The entrepreneurial boys are everywhere--smart, shrewd, mega-rich and so unnaturally young, you wonder if you'll ever see gray hair on the cover of a business magazine again. Billionaires just seem to get greener and greener. Yet, with startlingly few exceptions, they don't seem to get much more female.
Most of us can name at least half a dozen men under 40 who have made walloping millions. But the number of similarly high-profile young entrepreneurial women is disarmingly small. For entrepreneurial women, the analogy goes something like this: Overexposed: Michael Dell. Underdeveloped: Your Name Here.
On the other hand, this is hardly a bad time to be an entrepreneurial woman. In terms of sheer numbers, women business owners are more powerful than ever before. The National Foundation for Women Business Owners in Silver Spring, Maryland, reports that the number of women-owned businesses has more than doubled in the past 12 years, to 9.1 million firms. Women-owned companies represent 38 percent of all U.S. businesses and account for a healthy $3.6 trillion in annual sales.

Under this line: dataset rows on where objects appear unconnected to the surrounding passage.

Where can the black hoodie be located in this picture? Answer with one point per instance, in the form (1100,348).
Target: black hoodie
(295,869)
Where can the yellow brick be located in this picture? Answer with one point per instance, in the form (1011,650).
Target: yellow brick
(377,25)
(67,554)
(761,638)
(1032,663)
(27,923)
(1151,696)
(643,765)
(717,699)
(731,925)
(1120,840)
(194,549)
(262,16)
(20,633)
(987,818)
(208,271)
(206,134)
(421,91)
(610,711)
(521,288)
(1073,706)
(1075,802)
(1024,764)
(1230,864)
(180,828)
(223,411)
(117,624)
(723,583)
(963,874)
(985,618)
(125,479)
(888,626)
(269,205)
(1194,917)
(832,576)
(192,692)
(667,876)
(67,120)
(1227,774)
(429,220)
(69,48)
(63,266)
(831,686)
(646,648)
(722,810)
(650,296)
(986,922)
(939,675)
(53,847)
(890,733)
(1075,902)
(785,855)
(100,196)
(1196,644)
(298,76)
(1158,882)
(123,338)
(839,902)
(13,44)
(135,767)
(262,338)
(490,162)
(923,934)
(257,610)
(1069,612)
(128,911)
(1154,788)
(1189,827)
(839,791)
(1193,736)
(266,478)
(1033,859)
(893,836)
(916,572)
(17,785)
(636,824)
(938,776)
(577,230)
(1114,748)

Also healthy: attitudes among young women entrepreneurs, who aren't weighted down by fear or discrimination. Where baby boomer women rose up against traditional barriers to success, today's post-feminist generation barely acknowledges them. In fact, Brenda Do, 29-year-old co-founder of Rock Solid Products Inc., a plastics manufacturer in Reno, Nevada, says being an Asian-American woman may have helped her first company, an e-commerce start-up, secure financing. "The bank told us they were eager to work with companies that weren't headed by middle-aged white guys," says Do, who expects Rock Solid's sales to hit $800,000 this year.

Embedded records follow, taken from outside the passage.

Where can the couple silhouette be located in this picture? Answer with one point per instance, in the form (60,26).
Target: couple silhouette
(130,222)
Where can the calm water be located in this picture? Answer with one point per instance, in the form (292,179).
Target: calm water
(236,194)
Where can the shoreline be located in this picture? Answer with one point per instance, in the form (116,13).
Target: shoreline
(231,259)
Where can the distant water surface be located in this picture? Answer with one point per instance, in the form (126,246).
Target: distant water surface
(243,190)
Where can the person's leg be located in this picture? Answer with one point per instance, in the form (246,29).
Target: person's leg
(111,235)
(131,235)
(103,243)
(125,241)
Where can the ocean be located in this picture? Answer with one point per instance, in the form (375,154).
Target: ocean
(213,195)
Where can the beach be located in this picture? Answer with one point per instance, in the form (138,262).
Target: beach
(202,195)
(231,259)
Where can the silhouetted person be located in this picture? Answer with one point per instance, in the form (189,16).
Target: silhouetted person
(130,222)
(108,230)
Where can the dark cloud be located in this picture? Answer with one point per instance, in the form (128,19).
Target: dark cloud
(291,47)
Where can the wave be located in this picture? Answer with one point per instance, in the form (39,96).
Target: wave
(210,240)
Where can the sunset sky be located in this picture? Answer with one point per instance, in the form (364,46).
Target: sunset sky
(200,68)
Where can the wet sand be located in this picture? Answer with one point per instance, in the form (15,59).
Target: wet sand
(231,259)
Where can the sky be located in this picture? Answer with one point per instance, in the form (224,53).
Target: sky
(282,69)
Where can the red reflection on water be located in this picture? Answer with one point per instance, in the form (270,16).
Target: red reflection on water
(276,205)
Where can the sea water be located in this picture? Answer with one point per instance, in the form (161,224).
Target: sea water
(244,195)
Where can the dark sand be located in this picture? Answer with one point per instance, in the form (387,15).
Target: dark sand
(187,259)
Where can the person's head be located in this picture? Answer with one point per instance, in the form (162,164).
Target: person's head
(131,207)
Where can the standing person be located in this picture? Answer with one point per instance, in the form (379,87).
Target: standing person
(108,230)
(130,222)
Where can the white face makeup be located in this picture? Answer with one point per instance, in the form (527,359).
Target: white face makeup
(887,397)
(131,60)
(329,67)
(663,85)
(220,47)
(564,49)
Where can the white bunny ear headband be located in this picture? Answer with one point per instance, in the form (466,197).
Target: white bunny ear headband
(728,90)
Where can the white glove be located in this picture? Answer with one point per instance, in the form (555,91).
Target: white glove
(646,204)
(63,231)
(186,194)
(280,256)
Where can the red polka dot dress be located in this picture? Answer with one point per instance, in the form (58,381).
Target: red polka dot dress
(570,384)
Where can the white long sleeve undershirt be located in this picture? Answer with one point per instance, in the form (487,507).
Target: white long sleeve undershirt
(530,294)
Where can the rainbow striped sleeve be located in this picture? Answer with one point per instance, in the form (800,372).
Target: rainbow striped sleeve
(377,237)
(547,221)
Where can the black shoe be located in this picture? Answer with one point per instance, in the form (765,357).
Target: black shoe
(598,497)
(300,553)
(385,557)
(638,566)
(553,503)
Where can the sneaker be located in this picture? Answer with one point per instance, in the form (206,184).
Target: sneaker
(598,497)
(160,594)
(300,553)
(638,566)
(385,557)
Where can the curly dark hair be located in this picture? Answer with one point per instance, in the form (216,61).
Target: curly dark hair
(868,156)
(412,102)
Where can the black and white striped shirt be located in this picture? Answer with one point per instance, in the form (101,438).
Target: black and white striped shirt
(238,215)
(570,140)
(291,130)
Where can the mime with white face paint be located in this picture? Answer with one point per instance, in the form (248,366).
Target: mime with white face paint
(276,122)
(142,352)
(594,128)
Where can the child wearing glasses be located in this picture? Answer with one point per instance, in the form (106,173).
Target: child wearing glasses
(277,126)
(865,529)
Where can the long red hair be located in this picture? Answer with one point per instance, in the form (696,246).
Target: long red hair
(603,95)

Jennifer Hodges, 30-year-old founder of San Juan Capistrano, California, Hero Nutritional Products and creator of the top-selling Yummi Bears line of children's nutritional supplements, also sees no handicap in being a woman. "Too many women approach business with a huge fear of competing with men," says Hodges. "I grew up in a family that told me anything was achievable. For me, being a woman has never been a disadvantage."

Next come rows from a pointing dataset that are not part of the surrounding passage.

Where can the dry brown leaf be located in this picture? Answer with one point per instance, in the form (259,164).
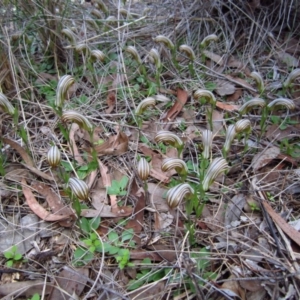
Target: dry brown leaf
(156,162)
(147,292)
(182,97)
(287,228)
(110,101)
(218,120)
(235,63)
(123,211)
(70,282)
(227,107)
(115,145)
(235,96)
(288,59)
(26,288)
(37,208)
(27,159)
(214,57)
(224,88)
(241,82)
(233,289)
(234,209)
(263,158)
(54,202)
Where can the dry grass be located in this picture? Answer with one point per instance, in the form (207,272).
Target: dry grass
(249,254)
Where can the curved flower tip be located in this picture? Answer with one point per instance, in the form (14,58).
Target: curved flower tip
(155,58)
(168,137)
(291,78)
(143,169)
(97,55)
(246,107)
(207,137)
(165,40)
(111,20)
(79,188)
(150,101)
(174,163)
(230,135)
(62,88)
(75,117)
(83,48)
(208,95)
(100,5)
(208,39)
(243,126)
(53,156)
(6,105)
(259,81)
(132,50)
(161,98)
(216,167)
(188,51)
(282,102)
(70,35)
(125,13)
(97,13)
(176,194)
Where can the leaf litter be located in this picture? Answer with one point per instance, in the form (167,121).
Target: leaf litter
(246,227)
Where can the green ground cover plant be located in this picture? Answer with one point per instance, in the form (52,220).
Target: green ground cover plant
(158,145)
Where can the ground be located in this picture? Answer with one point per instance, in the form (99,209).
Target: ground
(149,150)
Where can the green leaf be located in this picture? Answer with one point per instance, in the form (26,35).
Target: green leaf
(35,297)
(123,182)
(211,86)
(88,242)
(92,249)
(127,235)
(113,250)
(135,284)
(113,236)
(67,166)
(17,256)
(112,190)
(275,119)
(146,261)
(93,236)
(84,225)
(82,256)
(8,255)
(9,263)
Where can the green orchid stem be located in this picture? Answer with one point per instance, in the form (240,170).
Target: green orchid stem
(143,71)
(157,76)
(263,121)
(92,70)
(145,186)
(210,121)
(175,62)
(192,69)
(180,149)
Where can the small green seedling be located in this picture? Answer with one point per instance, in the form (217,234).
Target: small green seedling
(13,256)
(35,297)
(283,124)
(118,187)
(146,275)
(116,246)
(254,206)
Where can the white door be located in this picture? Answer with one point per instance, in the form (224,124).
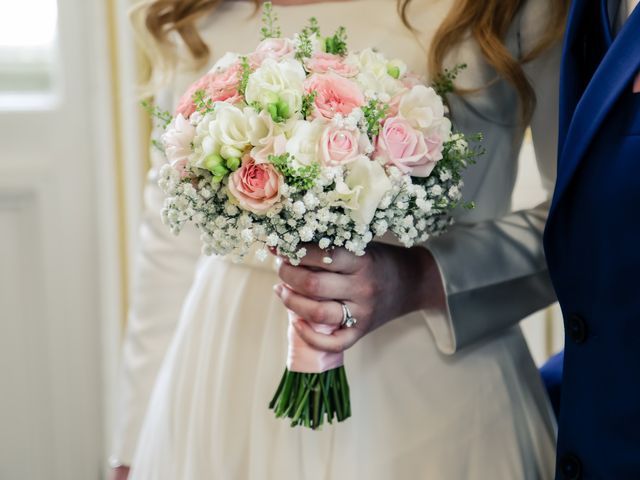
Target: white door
(54,119)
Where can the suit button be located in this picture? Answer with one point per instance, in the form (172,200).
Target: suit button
(570,467)
(577,329)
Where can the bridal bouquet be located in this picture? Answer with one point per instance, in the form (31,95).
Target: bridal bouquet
(303,141)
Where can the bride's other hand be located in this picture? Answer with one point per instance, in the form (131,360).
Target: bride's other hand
(384,284)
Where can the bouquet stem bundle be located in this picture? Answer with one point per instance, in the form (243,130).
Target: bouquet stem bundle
(308,398)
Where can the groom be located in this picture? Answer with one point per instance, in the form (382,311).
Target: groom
(592,242)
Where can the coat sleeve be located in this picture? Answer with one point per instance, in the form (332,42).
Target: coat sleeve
(494,273)
(164,268)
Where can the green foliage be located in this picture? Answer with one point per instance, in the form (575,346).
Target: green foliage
(374,112)
(270,27)
(337,44)
(302,178)
(244,76)
(162,116)
(203,104)
(313,26)
(307,104)
(443,83)
(305,47)
(457,160)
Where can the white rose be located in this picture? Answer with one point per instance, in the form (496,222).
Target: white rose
(230,126)
(369,183)
(225,62)
(275,81)
(177,139)
(305,141)
(424,109)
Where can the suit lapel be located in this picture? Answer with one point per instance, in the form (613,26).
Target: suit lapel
(615,72)
(570,72)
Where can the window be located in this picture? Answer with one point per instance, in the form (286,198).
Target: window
(27,50)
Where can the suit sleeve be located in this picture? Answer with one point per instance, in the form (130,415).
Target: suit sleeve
(494,273)
(164,268)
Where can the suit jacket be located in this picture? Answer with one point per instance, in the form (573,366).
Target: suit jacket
(592,244)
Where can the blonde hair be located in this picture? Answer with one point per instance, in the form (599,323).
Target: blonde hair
(157,23)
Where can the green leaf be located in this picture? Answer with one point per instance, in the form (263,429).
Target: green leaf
(337,44)
(162,116)
(270,27)
(303,178)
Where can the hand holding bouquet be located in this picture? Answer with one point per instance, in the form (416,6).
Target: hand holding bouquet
(301,141)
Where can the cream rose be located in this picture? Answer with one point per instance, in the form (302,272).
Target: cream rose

"What these women are saying is that they don't want to be viewed as successful women, but rather as successful people," says psychologist Dr. Sylvia Rimm, whose book See Jane Win (Crown Publishers, $25, 800-795-7466) tracks the childhood and young adult experiences and attitudes of 1,000 successful women. "They no longer view themselves as pioneers [for being in nontraditional fields like entrepreneurship], even when they are. They're concentrating on accomplishing what they're trying to accomplish, not on trying to change the world."
Is this progress? Certainly. Compared to the bad old days--when the most impressive entrepreneurial woman couldn't secure a bank loan without bringing her husband along to cosign--being able to take care of business without viewing yourself as a poster child for the feminist cause is an absolute breakthrough.